Antonio Bandera e Pedro Almodovar, protagonista e regista del deludente "La piel che habito".
Von Trier e Almodovar, che delusione
Di ottimo livello anche la selezione dei titoli in concorso.
Tanto da far scivolare via, senza neanche troppo clamore, qualche
delusione a
sorpresa tra i favoriti. Su tutti, il danese Lars von Trier: il suo
barocco e apocalittico Melancholia sarebbe stato archiviato come il
tentativo mal riuscito di discettare sulla fine del mondo (malgrado i
visionari
minuti del prologo e la bella interpretazione di Kirsten Dunst), se il
regista non avesse poi attirato l'attenzione dichiarando, nel corso del
tradizionale incontro con i giornalisti, la sua avversione verso gli
ebrei (per
i palestinesi uccisi nei recenti scontri sul confine israeliano) e la
simpatia
“umana” per Hitler.

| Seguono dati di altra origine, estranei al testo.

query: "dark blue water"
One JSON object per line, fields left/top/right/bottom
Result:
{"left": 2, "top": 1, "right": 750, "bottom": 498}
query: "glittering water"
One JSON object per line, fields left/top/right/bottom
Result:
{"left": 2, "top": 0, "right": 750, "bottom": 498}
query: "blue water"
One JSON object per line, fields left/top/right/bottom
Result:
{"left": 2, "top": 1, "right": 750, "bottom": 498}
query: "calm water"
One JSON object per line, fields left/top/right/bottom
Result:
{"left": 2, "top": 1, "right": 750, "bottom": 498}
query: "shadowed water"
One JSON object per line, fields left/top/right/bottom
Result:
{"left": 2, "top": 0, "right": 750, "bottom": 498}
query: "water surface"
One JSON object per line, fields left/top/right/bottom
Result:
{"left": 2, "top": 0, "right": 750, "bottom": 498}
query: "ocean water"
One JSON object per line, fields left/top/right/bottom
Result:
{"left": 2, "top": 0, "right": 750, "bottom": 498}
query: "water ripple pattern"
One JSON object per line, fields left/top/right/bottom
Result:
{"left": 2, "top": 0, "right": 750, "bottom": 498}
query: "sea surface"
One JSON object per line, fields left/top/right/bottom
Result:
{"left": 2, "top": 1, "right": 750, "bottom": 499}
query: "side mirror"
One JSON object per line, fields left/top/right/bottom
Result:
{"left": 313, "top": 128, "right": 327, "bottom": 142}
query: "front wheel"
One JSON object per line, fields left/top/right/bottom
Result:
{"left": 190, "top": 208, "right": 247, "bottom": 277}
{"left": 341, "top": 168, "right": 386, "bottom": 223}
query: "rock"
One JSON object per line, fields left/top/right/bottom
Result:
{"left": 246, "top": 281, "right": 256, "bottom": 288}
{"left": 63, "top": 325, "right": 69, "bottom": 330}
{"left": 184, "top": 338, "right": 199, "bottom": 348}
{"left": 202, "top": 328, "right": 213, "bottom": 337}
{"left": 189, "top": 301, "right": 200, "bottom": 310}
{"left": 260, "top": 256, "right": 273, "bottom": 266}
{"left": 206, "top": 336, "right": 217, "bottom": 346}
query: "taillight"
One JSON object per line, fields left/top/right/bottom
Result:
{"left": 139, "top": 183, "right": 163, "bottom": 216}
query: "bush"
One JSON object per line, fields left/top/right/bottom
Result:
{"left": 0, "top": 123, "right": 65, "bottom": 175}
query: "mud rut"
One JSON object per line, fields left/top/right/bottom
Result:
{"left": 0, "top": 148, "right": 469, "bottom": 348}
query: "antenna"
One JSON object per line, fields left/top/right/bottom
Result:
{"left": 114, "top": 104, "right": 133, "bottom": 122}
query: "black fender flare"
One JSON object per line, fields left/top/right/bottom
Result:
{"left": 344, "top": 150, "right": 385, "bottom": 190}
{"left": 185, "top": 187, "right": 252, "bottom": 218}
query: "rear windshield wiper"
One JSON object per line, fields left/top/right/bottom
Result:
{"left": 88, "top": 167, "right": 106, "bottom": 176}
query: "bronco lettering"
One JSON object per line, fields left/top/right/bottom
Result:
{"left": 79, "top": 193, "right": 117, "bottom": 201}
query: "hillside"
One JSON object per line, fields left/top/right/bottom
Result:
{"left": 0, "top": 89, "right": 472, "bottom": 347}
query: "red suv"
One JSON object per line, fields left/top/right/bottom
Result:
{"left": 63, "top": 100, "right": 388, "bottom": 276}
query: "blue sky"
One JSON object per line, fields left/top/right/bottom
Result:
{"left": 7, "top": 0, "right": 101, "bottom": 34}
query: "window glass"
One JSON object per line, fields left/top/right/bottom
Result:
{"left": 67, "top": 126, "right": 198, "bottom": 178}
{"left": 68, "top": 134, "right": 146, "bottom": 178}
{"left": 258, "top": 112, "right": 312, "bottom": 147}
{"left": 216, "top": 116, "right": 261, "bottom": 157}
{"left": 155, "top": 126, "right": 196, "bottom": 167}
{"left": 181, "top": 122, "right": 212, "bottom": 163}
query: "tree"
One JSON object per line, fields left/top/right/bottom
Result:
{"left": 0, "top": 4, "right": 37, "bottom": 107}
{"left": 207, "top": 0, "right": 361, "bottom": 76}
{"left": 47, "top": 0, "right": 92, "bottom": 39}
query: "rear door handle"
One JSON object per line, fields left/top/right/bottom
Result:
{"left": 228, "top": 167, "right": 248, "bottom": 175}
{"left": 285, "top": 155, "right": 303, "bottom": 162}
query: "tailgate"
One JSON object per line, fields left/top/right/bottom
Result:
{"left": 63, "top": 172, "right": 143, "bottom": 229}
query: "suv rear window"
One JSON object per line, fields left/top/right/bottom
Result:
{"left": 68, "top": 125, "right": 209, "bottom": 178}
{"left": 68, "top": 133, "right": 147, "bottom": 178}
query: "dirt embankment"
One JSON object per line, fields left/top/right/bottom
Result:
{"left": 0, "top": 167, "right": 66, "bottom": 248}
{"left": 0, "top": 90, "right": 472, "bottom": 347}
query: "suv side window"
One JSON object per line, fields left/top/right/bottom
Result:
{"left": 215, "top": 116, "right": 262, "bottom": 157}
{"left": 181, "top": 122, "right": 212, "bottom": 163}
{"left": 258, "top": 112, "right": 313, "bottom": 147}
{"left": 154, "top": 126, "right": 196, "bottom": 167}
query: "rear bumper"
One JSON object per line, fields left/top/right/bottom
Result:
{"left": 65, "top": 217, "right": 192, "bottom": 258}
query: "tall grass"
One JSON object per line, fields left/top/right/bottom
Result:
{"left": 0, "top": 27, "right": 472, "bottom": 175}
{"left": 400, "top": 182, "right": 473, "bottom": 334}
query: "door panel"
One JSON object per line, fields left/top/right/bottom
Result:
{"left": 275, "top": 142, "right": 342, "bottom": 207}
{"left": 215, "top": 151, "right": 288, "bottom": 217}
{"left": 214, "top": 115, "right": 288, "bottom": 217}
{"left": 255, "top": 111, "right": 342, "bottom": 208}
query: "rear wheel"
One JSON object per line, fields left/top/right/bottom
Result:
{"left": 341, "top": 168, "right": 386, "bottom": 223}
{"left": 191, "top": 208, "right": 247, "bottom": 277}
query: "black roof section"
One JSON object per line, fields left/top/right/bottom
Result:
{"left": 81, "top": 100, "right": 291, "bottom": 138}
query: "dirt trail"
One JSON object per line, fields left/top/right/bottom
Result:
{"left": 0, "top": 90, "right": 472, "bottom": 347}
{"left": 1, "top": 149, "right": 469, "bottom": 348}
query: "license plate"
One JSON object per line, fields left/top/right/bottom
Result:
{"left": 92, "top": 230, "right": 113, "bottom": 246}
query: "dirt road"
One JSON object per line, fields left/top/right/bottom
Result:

Parole del tutto fuori luogo costategli la
reprimenda del
festival e l'oblio per la sua pellicola, passata in secondo piano.
Delusione anche per Pedro Almodòvar che, dopo film
memorabili, sembra essersi infilato in un vicolo cieco alla ricerca del
capolavoro assoluto che, naturalmente, gli sfugge. Meno che mai lo è
questo La
piel che habito, con un pur eccellente Antonio Banderas: la storia,
ora thriller ora horror, di un chirurgo plastico che pare volersi
sostituire a
Dio nel dispensare la giusta punizione ai malvagi e mantenere in vita la
sua
ossessione d'amore. Un mélo così eccessivo da sconfinare nel grottesco.
Delusione a metà per The tree of life del regista invisibile
Terrence
Malick (una sorta di J. D. Salinger del grande schermo). La sua quinta
pellicola in quarant'anni di carriera, il capolavoro assoluto, la Palma
d'oro
annunciata ha spaccato il festival: da una parte i critici più cinefili
subito
pronti a gridare al miracolo, dall'altra chi l'ha giudicato una mezza
boiata
rivendicando il diritto dello spettatore ad appassionarsi. Resta aperto
il
giudizio su questa sorta di Amarcord texano, una ballata familiare anni
'50 col
piccolo Jack sballottato tra un padre autoritario (bravissimo Brad Pitt)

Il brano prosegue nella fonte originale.